И теперь, в середине октября, зная то, что он знал, Бред стоял на тротуаре и благодаря этому знанию мог нахально смотреть на роскошно разодетого швейцара, который отрубил бы себе руку, чтобы получить то, что ему, Бредуэллу Толливеру, досталось задарма. Он знал то, что знал. Но не знал, почему ни он, ни Летиция Пойндекстер никогда не упоминали об этом происшествии.

Ночью он дождался, пока она, положив ему голову на правое плечо, не стала ровно дышать ему в шею, что предвещало сон. Глядя в темноту алькова за занавеской из мешковины, он окликнул её:

— Летиция!

Она что-то ласково пробормотала и, продолжая дремать, поудобнее умостилась на его плече.

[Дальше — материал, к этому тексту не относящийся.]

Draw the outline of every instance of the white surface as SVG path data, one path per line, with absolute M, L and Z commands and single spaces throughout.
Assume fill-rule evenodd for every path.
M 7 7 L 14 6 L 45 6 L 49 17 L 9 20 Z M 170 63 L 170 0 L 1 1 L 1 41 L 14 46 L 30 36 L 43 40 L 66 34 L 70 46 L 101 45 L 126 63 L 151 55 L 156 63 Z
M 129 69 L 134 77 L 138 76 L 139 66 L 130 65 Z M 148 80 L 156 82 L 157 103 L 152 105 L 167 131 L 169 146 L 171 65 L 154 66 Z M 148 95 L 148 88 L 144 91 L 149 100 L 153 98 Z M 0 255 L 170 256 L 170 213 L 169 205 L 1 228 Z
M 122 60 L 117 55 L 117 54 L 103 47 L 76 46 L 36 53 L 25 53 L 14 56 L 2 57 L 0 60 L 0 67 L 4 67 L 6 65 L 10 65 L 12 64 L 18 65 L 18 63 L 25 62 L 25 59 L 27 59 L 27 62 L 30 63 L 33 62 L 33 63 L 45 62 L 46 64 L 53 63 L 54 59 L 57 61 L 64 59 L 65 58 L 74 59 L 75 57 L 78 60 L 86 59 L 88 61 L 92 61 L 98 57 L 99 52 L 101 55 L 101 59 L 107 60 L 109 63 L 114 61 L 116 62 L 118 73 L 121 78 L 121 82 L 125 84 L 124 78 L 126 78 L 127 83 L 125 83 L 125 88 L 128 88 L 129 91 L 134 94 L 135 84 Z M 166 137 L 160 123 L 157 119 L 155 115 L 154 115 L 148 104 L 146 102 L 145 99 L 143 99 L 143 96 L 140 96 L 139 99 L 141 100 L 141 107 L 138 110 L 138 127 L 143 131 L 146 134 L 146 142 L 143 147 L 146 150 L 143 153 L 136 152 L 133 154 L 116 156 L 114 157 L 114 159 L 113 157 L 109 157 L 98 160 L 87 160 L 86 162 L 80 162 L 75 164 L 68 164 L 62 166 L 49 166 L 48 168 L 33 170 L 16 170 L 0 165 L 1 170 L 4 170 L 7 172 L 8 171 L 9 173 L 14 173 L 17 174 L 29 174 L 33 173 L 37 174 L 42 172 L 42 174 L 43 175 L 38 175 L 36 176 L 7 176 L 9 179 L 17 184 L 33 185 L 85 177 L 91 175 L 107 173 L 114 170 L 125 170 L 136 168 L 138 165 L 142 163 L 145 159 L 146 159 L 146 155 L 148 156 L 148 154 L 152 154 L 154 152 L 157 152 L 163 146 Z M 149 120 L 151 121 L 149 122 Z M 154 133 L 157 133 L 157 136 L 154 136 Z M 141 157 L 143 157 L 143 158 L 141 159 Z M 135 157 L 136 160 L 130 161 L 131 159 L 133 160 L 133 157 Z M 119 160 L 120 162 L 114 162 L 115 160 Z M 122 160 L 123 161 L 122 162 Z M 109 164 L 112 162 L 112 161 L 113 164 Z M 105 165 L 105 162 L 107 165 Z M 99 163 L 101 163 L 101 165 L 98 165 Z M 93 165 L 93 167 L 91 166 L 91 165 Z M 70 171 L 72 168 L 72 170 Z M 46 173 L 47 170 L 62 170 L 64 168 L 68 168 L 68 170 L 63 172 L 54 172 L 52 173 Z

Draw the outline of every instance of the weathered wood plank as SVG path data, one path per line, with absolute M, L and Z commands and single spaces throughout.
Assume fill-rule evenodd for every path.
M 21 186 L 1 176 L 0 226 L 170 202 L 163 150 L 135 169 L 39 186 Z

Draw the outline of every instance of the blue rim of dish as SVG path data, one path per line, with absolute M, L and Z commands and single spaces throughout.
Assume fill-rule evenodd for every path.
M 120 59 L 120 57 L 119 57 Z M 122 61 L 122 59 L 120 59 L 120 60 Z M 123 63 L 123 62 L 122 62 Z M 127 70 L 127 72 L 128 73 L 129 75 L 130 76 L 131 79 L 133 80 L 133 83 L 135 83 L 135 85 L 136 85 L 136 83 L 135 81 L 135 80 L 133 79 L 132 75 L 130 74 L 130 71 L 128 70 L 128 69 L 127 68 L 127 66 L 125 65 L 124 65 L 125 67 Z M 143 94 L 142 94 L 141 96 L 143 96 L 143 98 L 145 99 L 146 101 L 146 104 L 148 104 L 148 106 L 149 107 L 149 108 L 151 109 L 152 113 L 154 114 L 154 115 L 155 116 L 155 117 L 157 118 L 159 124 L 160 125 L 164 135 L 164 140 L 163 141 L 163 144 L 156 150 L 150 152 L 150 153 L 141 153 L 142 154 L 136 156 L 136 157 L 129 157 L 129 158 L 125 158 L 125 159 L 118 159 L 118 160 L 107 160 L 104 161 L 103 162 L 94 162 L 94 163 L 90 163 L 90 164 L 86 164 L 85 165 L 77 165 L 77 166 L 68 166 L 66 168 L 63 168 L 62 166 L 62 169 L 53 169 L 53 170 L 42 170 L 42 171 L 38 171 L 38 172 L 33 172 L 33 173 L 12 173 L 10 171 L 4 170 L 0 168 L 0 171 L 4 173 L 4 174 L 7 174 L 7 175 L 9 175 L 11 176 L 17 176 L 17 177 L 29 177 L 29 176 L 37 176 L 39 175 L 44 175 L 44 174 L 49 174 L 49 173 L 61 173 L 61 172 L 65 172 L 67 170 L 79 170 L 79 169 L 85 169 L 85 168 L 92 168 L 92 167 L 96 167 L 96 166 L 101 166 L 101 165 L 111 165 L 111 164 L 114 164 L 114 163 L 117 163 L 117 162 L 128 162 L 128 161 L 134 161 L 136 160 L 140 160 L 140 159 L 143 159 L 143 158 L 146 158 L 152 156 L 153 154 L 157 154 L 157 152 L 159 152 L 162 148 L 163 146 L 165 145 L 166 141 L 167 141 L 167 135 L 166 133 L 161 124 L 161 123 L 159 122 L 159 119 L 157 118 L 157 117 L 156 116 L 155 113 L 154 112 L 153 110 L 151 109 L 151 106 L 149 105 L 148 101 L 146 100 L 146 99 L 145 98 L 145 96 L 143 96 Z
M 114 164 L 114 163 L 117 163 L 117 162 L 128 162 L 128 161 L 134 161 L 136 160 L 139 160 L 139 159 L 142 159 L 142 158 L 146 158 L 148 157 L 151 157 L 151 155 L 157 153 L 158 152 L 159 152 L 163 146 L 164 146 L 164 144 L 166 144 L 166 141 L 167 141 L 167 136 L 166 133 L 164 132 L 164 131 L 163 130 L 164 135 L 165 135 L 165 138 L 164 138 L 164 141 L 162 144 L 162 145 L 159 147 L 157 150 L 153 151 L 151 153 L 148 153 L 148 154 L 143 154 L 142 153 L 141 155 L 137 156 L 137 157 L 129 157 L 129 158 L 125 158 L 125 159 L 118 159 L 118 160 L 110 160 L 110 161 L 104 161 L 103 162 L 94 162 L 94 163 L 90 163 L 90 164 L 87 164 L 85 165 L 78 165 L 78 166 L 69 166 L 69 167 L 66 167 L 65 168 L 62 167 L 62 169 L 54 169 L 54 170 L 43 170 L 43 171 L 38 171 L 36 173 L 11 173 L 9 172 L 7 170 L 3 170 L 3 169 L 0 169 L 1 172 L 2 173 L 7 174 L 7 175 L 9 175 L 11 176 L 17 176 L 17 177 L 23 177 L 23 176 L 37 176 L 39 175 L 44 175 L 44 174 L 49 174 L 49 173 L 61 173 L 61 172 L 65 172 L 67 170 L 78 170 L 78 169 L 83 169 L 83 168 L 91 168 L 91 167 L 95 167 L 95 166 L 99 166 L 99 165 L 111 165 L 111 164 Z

— Я еду в Испанию, — сказал он.

Тело отозвалось не сразу. Оно лежало расслабленное, мягкое, дыхание было лёгким, как у ребёнка; он вдруг почувствовал, как тепло, как мягко, с каким воодушевлением эта плоть в своей потаённой темноте ласкает кости, кости, которые поддерживают плоть и, в сущности, делают тем, что она есть: Летицией Пойндекстер. И когда он это почувствовал, его охватила нежность почти до слёз.

Потом тело напряглось, вскрикнуло, коротко вскрикнуло: «Ох, ох!» — словно горлом что-то выдохнуло, и приподнялось, от чего заскрипели пружины старого дивана. Движение было грузным, неуклюжим, оно, как и гортанный выдох, свидетельствовало о глубочайшей искренности, искренности животного, которому больно.